Your resume needs to attract the eye. Most
don’t. In fact, most are hard to read.
Your resume needs to lead the reader’s eye
right to your best selling features.
Your
resume needs to provide a summary of your work history and your
achievements, and is also an advertisement of you. Good print
advertising is designed so that the readers’ eyes go right to what the
advertiser wants you to read, and are also put together in a way that
the whole advertisement creates a pleasant, vivid and memorable image
for the reader.
This may sound contradictory, but while you need
to design your resume so it is visually appealing, you need to design
it in a way that it doesn’t appear to be an actual advertisement,
because deep down, people don’t feel that advertising is believable.
So
how do you make a resume be visually appealing?
All
of the elements you need are in your word processing software. You need
to use bold type,
italicized
type, different type sizes, indented
paragraphs and sentences, occasional bullets and arrows, and lots of
white space.
I
prefer a resume that has indented paragraphs listed underneath each job
that highlight specific skills or achievements, with each led by a bold
or italicized caption, such as National Account Development or
Acquisition Integration. Skip bland captions such as Leadership or
Innovator, which are self-praise words (see Words
Not to Use on Your
Resume for more about these), and don’t give the reader a
reason to
want to read the paragraph.
Below is an edited section of the
sample resume we provide on this site (see Writing
a Resume That Really
Shows Who You Are for a complete look at this).
Notice how the
indented paragraphs, led by bold, italicized captions, direct your eye
to the content:
VICE
PRESIDENT/SALES &
MARKETING, PorkBarrels, Inc.
Porcupine, Vermont.
Reported to the president of this $77-million, NASDAQ
Barrel/Planter/Housewares manufacturer and importer. 1999 to
present.
Oversee all sales and
marketing
functions. Manage a direct staff that included a National Sales
Director,
Marketing Director, International Sales Director, and Customer Service
Manager,
plus an indirect staff of 27, comprised of 5 regional sales managers, 2
national account managers, an art director, five product managers, 14
customer
service representatives and 175 independent manufacturer’s reps.
EXPORTING:
Identified and retained distributors in Japan,
Europe, India
and China
that
gave PorkBarrels their first significant
international presence, and
recruited and trained an International Sales Manager to service these
accounts. International sales increased from $350,000 to
$9.5-million.
TELEVISION
HOME SHOPPING:
Set up a series of monthly programs that featured a barrelmaker from
our factory on QVC, a national home-shopping network.
Generally,
I also appear on these programs, which are now in their third year and
generate an average of $900,000 in wholesale sales per one-hour
program.
Be Careful
with Bullets.
Bullets draw the eye to the bullet. Used sparingly, they can
help.
However, they don’t direct the eye to the copy like other symbols will,
such as this arrow: >,
or better, as bold or italicized copy will
(or even copy that is creatively spaced). A resume with a lot of
bullets will make the eye connect the dots, leading the eye right to
the bottom of the page. Use other visual copy techniques to direct the
readers’ eyes in the direction you want them to go.
White
Space is also important:.
Some resumes look crammed, making them as difficult to read as an
unabridged dictionary or the legalese at the bottom of a credit card
agreement. This is often because the International Resume Standards
Organization has deemed that a resume should be no more
than two pages
long (you’re right, there is no such organization, but many people
believe or have been told that no more than two pages is an
ironclad
rule; in actuality, a resume for a senior executive that is two pages
long is probably too brief, and is only too long if the first page
doesn’t get the reader to the second page, and the second page
is so boring
that it doesn’t make someone want to read the third page).
Avoid the
Templates.
There are lots of templates that will allow you to do a quickie resume.

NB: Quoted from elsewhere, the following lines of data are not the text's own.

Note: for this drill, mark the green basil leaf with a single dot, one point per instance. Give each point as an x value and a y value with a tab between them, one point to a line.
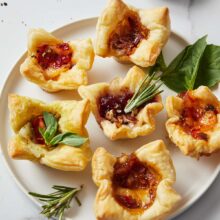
160	65
181	73
68	138
51	126
209	69
41	130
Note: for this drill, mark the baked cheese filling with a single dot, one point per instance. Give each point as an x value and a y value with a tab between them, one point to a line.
54	56
134	183
197	118
128	34
111	107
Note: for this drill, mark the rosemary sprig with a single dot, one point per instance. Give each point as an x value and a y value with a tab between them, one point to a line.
147	90
58	201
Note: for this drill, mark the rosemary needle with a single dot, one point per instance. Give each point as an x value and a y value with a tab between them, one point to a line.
147	90
58	201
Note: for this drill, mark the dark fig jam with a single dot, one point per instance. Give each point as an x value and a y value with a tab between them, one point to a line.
128	201
128	35
131	173
54	56
197	118
38	122
111	107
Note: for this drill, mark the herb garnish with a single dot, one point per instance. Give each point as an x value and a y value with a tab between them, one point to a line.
52	138
58	201
147	90
198	64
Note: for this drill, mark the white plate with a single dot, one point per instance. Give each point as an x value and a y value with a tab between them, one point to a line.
193	177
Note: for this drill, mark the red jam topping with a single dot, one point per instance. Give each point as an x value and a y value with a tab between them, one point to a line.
38	122
128	35
111	107
131	173
54	56
197	118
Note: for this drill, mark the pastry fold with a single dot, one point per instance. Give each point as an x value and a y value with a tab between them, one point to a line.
53	80
156	21
73	116
145	122
185	141
154	154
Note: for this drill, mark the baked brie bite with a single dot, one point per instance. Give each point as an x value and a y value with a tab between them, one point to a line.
108	101
55	65
136	186
130	34
194	121
26	118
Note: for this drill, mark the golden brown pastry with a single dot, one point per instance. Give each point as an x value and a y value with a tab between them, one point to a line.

They’re also boring, and anyone who has seen more than about ten
resumes has seen these same templates repeatedly. Use them only if you
need to put a resume together quickly for an interview that is also
scheduled.
Use
an outside observer.
After you’ve spent hours writing your resume, you’ll be too close to it
to be able to judge whether it works visually. You’ll need to have
someone who has a good eye review it, first giving it a cursory look to
observe its visual flow, and then to review its content in depth.